= I Love You, Samantha =

"I Love You, Samantha" is a song written by Cole Porter for the 1956 film High Society, where it was introduced by Bing Crosby.

==Background==
Sol C. Siegel, producer of the film High Society, paid Cole Porter $250,000 for his first original film score in eight years. Besides Louis Armstrong, the cast included Bing Crosby, Frank Sinatra, Grace Kelly, and Celeste Holm. Among the songs, Porter's favorite, which he considered musically superior to the others, was "I Love You, Samantha."

On the soundtrack album, there is an instrumental introduction (1 minute 41 seconds) before Crosby sings. In the film, this is replaced by Louis Armstrong playing introductory notes while Crosby is dressing. Then Crosby starts to sing as he continues to dress.

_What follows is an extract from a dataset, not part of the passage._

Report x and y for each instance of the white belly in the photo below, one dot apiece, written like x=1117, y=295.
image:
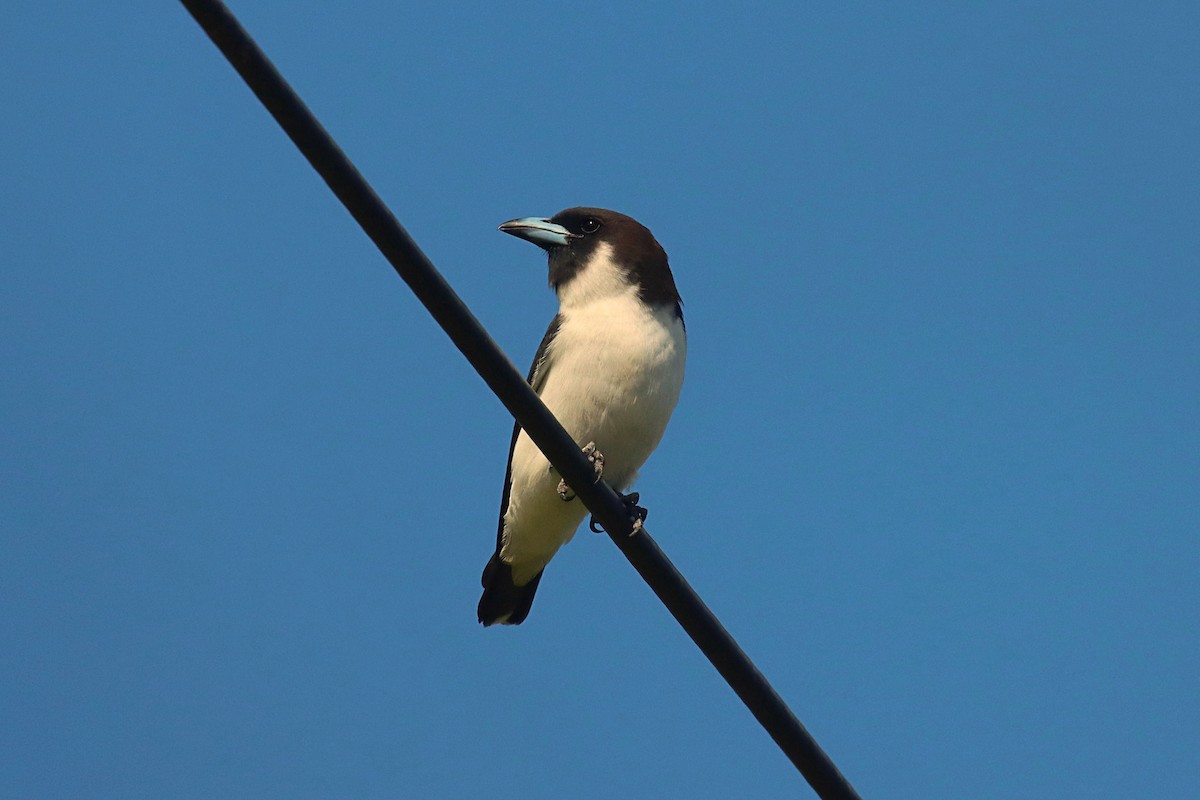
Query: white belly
x=615, y=373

In the United Kingdom, an instrumental version of the song recorded by the Pete Moore Orchestra was used by broadcaster David Jacobs to introduce his BBC Radio 2 program The David Jacobs Collection, which aired from 1998 to 2013. Jacobs had previously used the orchestral section of the soundtrack recording to end his music programs, fading out just before the Bing Crosby vocal began.

==Notable recordings==
- Bing Crosby - High Society (Recorded January 18, 1956)
- Kenny Ball - (as "Samantha" 1961 - No. 13 hit in the UK)
- Vince Hill - for his album Edelweiss (1967).